"Pegasus!" he called in to Charley.
"You stick to your importing, Henry," retorted his gay young daughter, "and leave the book larnin' to mother and me."
Henry Kemp, suddenly serious, strolled over to his wife again. He lowered his voice. "About nine o'clock, anyway, can't we? Eh, Belle?"
"Not before nine-thirty. You know how mama——"
Henry sighed, resignedly. He stood a moment, balancing from heel to toe. "Lot's a peach, that's what she is," he confided irrelevantly to his wife. He puffed a moment in silence, his eyes squinting up through the smoke. "And it's a damn shame, that's what. Damn shame."
He picked up the discarded newspaper and seated himself in the buffalo chair. The buffalo chair was a hideous monstrosity whose arms, back, and sides were made of buffalo horns ingeniously put together. Fortunately, their tips curved away from the sitter. The chair had been presented to old Isaac Thrift by some lodge or real estate board or society. It was known to the family as Ole Bull. The women never sat in it and always warned feminine callers away from it. Its horns had a disastrous way with flounces, ruffles, plackets, frills. It was one of those household encumbrances which common sense tells you to cast off at every housecleaning and sentiment bids you retain. Thus far sentiment had triumphed on Prairie Avenue.

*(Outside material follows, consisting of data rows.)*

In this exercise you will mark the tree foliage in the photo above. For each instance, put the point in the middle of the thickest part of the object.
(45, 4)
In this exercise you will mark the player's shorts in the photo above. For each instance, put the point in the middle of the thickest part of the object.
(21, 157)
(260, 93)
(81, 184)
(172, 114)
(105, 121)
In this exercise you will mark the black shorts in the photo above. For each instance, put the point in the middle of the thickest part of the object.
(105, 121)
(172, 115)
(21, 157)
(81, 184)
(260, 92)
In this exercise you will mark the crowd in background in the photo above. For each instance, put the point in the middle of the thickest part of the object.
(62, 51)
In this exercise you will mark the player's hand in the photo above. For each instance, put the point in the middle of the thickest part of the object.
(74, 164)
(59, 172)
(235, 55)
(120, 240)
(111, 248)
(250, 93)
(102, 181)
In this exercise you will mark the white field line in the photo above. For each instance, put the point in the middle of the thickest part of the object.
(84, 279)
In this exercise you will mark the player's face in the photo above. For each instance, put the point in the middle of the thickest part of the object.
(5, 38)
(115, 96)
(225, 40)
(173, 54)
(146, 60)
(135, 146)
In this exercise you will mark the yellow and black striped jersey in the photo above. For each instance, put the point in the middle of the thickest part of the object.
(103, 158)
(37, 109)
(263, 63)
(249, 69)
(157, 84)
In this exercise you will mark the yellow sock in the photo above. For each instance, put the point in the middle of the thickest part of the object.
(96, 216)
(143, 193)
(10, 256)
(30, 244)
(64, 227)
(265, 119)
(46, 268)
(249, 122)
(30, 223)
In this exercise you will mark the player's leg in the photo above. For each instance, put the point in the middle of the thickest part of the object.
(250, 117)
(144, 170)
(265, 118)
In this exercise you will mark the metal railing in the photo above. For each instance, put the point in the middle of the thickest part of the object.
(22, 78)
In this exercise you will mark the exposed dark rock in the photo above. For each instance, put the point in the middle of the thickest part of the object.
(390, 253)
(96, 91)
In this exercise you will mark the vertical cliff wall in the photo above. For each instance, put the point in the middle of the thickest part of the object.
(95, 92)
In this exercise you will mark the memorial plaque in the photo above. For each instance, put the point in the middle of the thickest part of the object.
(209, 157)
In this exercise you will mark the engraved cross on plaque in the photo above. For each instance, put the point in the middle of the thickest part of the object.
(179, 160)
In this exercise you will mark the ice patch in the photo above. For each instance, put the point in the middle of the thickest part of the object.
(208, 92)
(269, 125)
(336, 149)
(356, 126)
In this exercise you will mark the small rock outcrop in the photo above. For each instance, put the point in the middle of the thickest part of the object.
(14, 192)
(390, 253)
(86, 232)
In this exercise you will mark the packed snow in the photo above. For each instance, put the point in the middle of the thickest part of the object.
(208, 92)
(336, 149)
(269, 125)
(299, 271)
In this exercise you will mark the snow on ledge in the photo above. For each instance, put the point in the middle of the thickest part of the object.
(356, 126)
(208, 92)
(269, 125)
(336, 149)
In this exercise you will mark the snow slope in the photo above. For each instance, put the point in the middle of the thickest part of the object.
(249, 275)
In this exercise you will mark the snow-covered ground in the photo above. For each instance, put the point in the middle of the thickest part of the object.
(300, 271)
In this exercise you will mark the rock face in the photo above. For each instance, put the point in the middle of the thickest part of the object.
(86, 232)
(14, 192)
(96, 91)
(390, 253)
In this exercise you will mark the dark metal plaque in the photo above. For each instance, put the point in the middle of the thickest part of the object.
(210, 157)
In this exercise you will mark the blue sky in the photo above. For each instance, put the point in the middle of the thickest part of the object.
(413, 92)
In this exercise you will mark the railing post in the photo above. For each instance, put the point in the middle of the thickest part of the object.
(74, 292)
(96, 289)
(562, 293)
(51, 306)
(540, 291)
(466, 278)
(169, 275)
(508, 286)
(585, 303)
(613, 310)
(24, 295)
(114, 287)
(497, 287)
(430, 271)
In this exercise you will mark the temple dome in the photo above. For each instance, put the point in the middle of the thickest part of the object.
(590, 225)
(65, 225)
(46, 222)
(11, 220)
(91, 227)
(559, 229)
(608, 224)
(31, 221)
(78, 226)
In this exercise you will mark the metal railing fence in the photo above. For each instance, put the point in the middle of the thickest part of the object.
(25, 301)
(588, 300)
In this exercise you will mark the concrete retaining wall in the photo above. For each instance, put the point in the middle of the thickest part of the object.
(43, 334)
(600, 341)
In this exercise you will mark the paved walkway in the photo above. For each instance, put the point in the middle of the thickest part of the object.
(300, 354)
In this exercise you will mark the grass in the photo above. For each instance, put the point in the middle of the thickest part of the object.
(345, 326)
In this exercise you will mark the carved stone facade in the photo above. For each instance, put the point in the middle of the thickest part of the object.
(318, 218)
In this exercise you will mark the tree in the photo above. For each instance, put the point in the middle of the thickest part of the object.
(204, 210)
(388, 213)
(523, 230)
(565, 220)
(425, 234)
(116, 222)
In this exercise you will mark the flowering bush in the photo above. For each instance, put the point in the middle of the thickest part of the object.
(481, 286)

Once you resigned yourself to him Ole Bull was unexpectedly comfortable. Here Henry Kemp sat reading, smoking, glancing up over the top of his paper at the women folk of his family—at his wife, his daughter, his mother-in-law, thoughtfully through the soothing haze of his cigar. He pondered on many things during these family Friday evenings, did Henry Kemp. And said little.
The conversation was the intimate, frank, often brutal talk common to families whose members see each other too often and know one another too well. Belle to Lottie, for example:
"Oh, why don't you get something a little different! You've been wearing blue for ten years."
"Yes, but it's so practical; and it always looks well."
"Cut loose and be impractical for a change. They're going to wear a lot of that fawn colour this spring—sand, I think they call it.... How did Mrs. Hines get along with that old taffeta she made over for you?"